In re Bay Plastics, Inc. case brief (leveraged buyout/fraudulent transfer)

In re Bay Plastics, Inc. (Bankr. CD Cal. 1995)   

Subject:  Leveraged buyout and Fradulent Transfers.

Facts: Shareholders formed debtor Bay Plastic in 1979. They filed for bankruptcy on January 25, 1990. 
-Shareholders sold their stock to Milhous for $3.5 M in cash plus $1.8 M in deferred payments. Milhous didn’t acquire the stock directly. 
-Its subsidiary Nicole Plactics formed its own subsidiary, BPI Acquisition Corp.(“BPI”), to take ownership of the BP stock. Formally, the parties to the transaction were BPI and the selling shareholders. Milhous put no money into the purchase. 
-Bay Plastics borrowed approximately $3.95 M from defendant BT Comm. Corp. and then caused Bay Plastics to direct that $3.5 M of the loan to be disbursed to BPI. BPI then paid the selling shareholders for their stock. Thus at closing, $3.5 M of the funds paid into escrow by BT went directly to the selling shareholders. BT received a first priority security interest in all the assets of Bay Plastics. 
-BT received it all and nothing is left for the unsecureds. All of the debt except for $500k owed to BT was a result of the LBO. The shareholders knew about the financing. 
 
Issue: Is the leveraged buyout that took place in this case a fraudulent transfer?

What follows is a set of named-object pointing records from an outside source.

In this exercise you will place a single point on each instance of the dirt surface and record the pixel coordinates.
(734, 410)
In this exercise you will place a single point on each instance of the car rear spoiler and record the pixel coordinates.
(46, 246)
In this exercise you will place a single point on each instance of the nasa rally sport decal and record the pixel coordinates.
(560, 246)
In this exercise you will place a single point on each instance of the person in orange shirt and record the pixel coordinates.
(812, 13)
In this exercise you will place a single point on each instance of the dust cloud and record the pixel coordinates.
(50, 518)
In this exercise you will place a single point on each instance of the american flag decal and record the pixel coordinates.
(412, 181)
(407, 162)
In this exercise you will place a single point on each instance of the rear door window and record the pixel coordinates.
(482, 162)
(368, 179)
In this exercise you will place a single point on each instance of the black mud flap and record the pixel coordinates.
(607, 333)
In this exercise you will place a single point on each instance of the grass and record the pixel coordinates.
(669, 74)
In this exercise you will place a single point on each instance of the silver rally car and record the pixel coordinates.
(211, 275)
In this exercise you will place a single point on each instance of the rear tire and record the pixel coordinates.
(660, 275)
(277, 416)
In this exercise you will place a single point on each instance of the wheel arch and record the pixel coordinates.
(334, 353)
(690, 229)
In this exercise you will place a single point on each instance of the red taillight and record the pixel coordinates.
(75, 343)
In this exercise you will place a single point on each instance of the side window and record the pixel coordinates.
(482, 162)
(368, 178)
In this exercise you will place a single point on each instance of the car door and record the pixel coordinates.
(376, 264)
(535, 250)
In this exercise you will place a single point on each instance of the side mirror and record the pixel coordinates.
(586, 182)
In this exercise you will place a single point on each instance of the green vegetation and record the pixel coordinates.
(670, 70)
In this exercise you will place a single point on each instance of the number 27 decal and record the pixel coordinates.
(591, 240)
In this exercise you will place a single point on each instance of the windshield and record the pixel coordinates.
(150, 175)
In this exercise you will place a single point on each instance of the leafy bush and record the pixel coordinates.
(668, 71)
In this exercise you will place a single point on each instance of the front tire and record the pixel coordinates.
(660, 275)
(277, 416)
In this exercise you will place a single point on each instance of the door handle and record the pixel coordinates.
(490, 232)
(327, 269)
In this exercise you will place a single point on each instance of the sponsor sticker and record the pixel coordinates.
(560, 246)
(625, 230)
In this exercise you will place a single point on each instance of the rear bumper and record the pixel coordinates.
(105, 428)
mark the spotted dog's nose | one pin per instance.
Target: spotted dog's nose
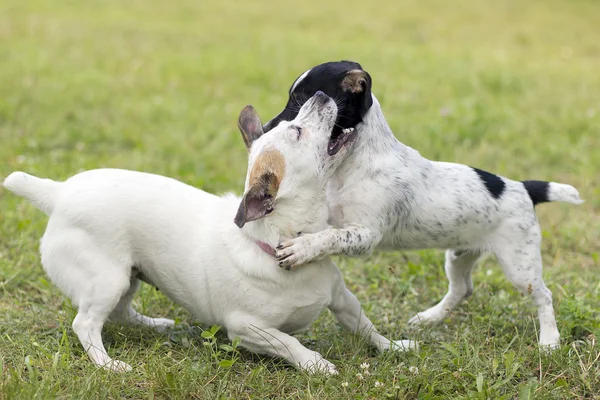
(321, 98)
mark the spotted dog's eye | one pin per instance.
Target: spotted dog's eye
(298, 132)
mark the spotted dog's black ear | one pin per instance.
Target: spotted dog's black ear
(250, 126)
(359, 82)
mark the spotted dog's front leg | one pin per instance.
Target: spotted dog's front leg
(352, 241)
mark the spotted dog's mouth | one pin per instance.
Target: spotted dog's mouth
(339, 138)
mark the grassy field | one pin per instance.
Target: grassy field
(511, 87)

Holding: Yes.  The transaction may be avoided as a constructive fraudulent transfer under the Cal. UFTA on which the debtor relies pursuant to B.R. Code §544(b), and the debtor is entitled to recover against the selling shareholders.

Under UFTA §5 for a constructive fraudulent transfer rendering the debtor insolvent. Elements of a cause of action under this statute are as follows: the debtor 1) made a transfer or incurred an obligation, 2) without receiving a reasonably equivalent value in exchange, 3) which rendered the debtor insolvent (or debtor already insolvent), and 4) which is attacked by a pre-transaction creditor.

Analysis: Should the court collapse the transaction into one integrated transaction? Is it a straight sale without an LBO? If there is evidence that the parties knew or should have known that the transaction would deplete the assets of the company, the Court should look beyond the formal structure and collapse the transaction. Also, goodwill cannot be retained in Bankruptcy. Therefore, debtor is insolvent.